Le p’tit journal du Cantal

Et qui va défendre le Cantal libre, maintenant ?

Hier, je me présentais devant vous l’oreille basse, contrainte d’avouer que je n’avais pas le début du commencement d’une info à vous livrer. Heureusement, les jours se suivent et ne se ressemblent pas. Heureusement... ça dépend pour qui. Parce que l’actu du Cantal, en ce moment, c’est pas vraiment gai. Surtout pour les chasseurs.

En fait, l’info du jour est très triste : les chasseurs cantaliens sont en deuil. Les chasseurs auvergnats aussi, d’ailleurs. Et même les chasseurs de toute la France. Une figure de proue du monde cynégétique s’est éteinte, comme ça, d’un coup, sans prévenir. Un monument : il s’agit de Jean-Pierre Lalitte, président de la fédération du Cantal depuis 1985, et président de la fédération régionale depuis quelques semaines. A 62 ans, Il est mort chez lui, vendredi 11 juillet. Ses funérailles ont eu lieu hier, mercredi 16 juillet, à Mauriac.

Même ceux qui -comme moi- détestent la chasse savent qui était Jean-Pierre Lalitte. De Chavanne, notamment, l’avait invité à plusieurs reprises. Pour se payer sa tête et, par procuration, celle des chasseurs. Parce qu’il faut bien l’avouer, dans le genre caricatural, il était difficile de trouver mieux. Pour peu qu’on recule de deux heures l’ouverture de la chasse, ou qu’on avance d’une journée la fermeture, le président des chasseurs cantaliens montait au créneau, écrivant à tous les journaux, au ministre, au président lui-même, hurlant à l’injustice, à l’oppression, menaçant de faire capoter les prochaines élections en emmenant dans son sillage le million de voix que représentent les chasseurs français, et terminant invariablement ses communiqués (qu’il nous sommait de publier en intégralité) par : "Vive le Cantal et vive la France".

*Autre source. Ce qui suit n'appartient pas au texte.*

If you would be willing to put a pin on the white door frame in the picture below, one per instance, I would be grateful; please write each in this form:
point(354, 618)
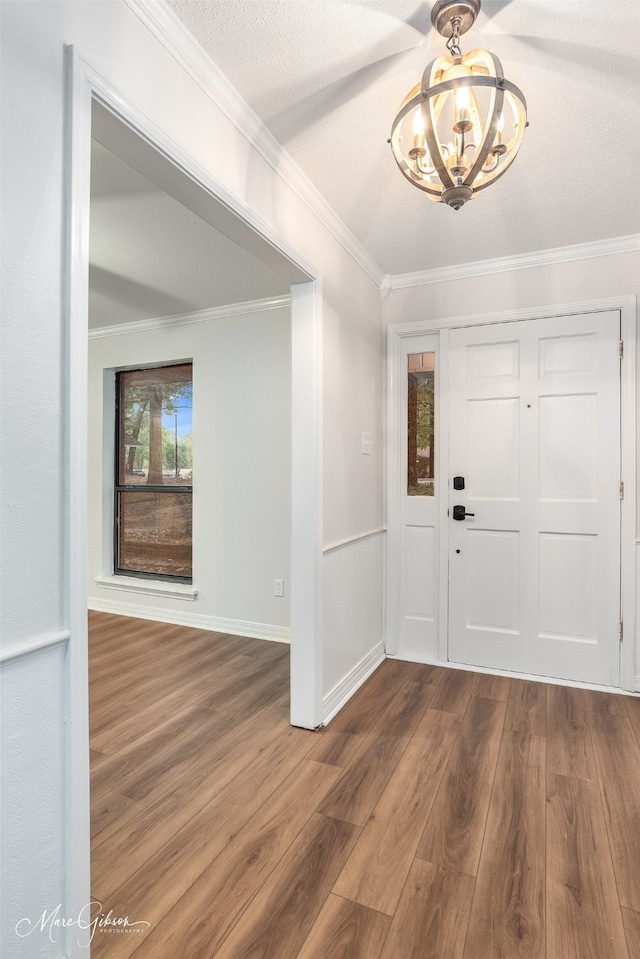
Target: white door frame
point(628, 400)
point(84, 85)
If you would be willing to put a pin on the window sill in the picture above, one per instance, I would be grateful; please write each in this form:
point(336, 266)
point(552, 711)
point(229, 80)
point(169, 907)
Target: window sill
point(153, 587)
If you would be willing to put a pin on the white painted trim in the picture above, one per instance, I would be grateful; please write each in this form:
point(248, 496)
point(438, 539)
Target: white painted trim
point(355, 678)
point(214, 624)
point(149, 587)
point(17, 650)
point(415, 327)
point(354, 539)
point(442, 452)
point(392, 499)
point(306, 505)
point(519, 261)
point(169, 30)
point(530, 677)
point(78, 177)
point(198, 316)
point(627, 305)
point(628, 469)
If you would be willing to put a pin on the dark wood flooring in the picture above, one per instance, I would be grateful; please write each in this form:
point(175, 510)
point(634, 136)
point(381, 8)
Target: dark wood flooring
point(442, 815)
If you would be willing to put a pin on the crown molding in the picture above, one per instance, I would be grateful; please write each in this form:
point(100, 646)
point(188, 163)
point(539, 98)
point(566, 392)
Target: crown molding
point(169, 30)
point(200, 316)
point(519, 261)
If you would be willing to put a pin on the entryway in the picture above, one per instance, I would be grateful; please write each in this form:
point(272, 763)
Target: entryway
point(505, 508)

Naturellement, il comptait parmi ses fidèles amis Jean Saint-Josse. Il était toujours le premier à monter au créneau pour défendre les intérêts de ses amis les chasseurs. J’ai eu l’occasion de l’interviewer une fois, et j’avoue que j’en ai pris plein les yeux. Et les oreilles. Il s’agissait de dénoncer les incohérences du plan Natura 2000. Lalitte s’enflammant, dénonçant les abus et l’incompétence des bureaucrates, c’est quelque chose. Même si cela n’a rien d’exceptionnel. Enfin, n’avait. L’entendre vociférer au nom de la démocratie et de la liberté, parce qu’on ne peut pas tirer sur les perdreaux espérés, c’est, c’était très impressionnant. Et aujourd’hui, les chasseurs ont perdu le plus enthousiaste de leurs porte-parole.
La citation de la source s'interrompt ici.